To those (such as myself) who heard Mr. Vitale’s remarks in person–not merely in context but in bonafide grammatical clauses and sentences–it is clear why Mr. Chamberlain needed a Tommy gun’s worth of ellipses for this hit job. Objection, Your Honor.

Ohio is on hard times when a family court judge–who at the forum highlighted his own role in many times signing papers to remove children from parental custody–misinterprets a call for fathers to lead their families as an opportunity to smear a fellow family man to score cheap points in the Republican primary.

Vitale was only echoing the very point that the Heritage Foundation routinely makes when defending natural marriage policy: that even Barack Obama once understood the importance of fathers and the crisis of marital and family breakdown.[1] Does Doug Chamberlain?

A second mailer by Mr. Chamberlain attempts to exploit Mr. Vitale’s boyhood circumstances, utterly beyond his control, which have led to him having more than one last name over the course of his lifetime. Stars, hide your fires! Yet the judge would have voters ignorantly conclude from such “evidence” that Mr. Vitale is a shapeshifter. One wonders how many shapeshifters–citizens whose names have changed because of parents’ remarriage, or adoption, or immigration–fill Champaign, Logan, and Shelby Counties–and whether the judge holds it against them. Objection, Your Honor.

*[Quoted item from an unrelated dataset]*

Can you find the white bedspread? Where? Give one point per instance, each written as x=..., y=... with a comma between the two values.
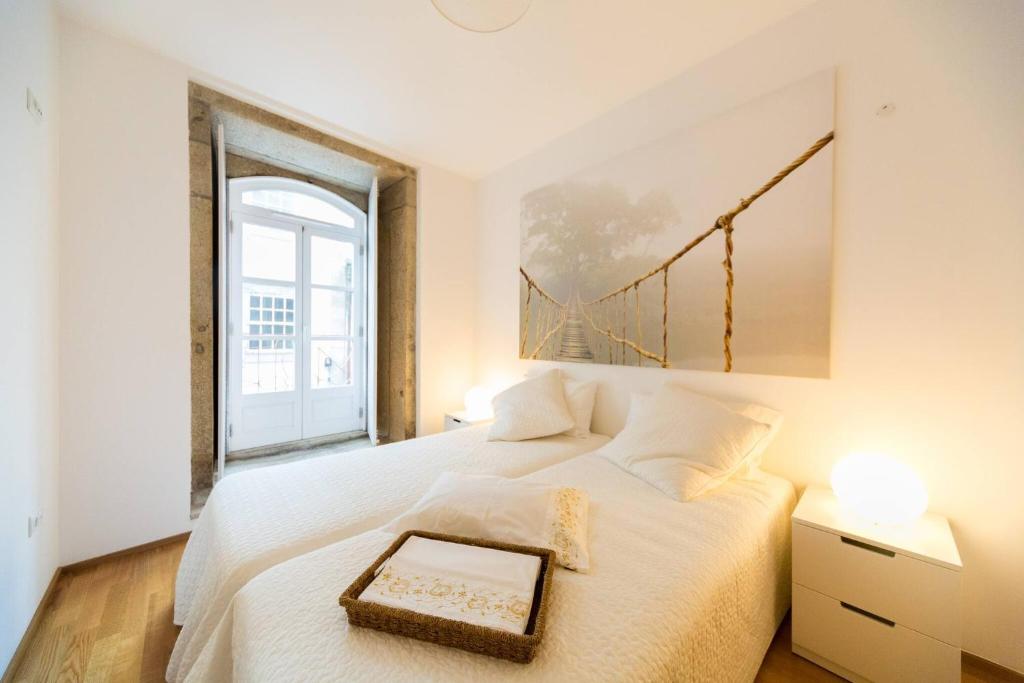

Surely something is rotten in the state of Ohio: Judge Chamberlain’s messaging, and the skewed moral compass directing it.

It is precisely these kinds of gaffes that help us see how pernicious we conservatives can be when we fail to address even a single issue, statement, or fragment of substance when we “contribute” to the marketplace of ideas.

Perhaps our “leaders”–may we cease to follow them–resort to cheap tactics because they know they cannot compete in this marketplace.  Rather than serve the public by taking their high-cost, low-value leadership off the shelf, however, they resort to preying upon–or in this case, cultivating–citizen ignorance to fleece the electorate.

As to Mr. Chamberlain’s own market value to the electorate: one need not gut his remarks of their true meaning to walk away with sticker shock.  When asked at the March 10 forum for thoughts on fixing Ohio’s broken education system, for instance, the judge’s protracted response failed to articulate a single solution, while dismissing “charter schools” as “a failure in Ohio.” This should not surprise us since Mr. Chamberlain also failed to come out swinging for a single free-market principle all evening, in contrast to the other candidates.

Also sparse were remarks from the judge on family values. Perhaps Mr. Vitale can point him toward a quotation or two.

Judge Chamberlain should tell the truth, the whole truth, and nothing but the truth. If we cannot trust him on the campaign trail, we cannot trust him in Columbus.

Here is one vote for his recusal.


Michael Hamilton is the Executive Director of the Conservative Republican Leadership Committee and the Executive Editor of Ohio Conservative Review.



[1] “These statistics have penetrated American life to such a great extent that even President Barack Obama refers to them as well known:

We know the statistics—that children who grow up without a father are five times more likely to live in poverty and commit crime; nine times more likely to drop out of schools and twenty times more likely to end up in prison. They are more likely to have behavioral problems, or run away from home, or become teenage parents themselves. And the foundations of our community are weaker because of it.[14]

Fathers matter, and marriage helps to connect fathers to mothers and children.

–Anderson, Ryan T. “Marriage: What It Is, Why It Matters, and the Consequences of Redefining It.” 11 March 2013.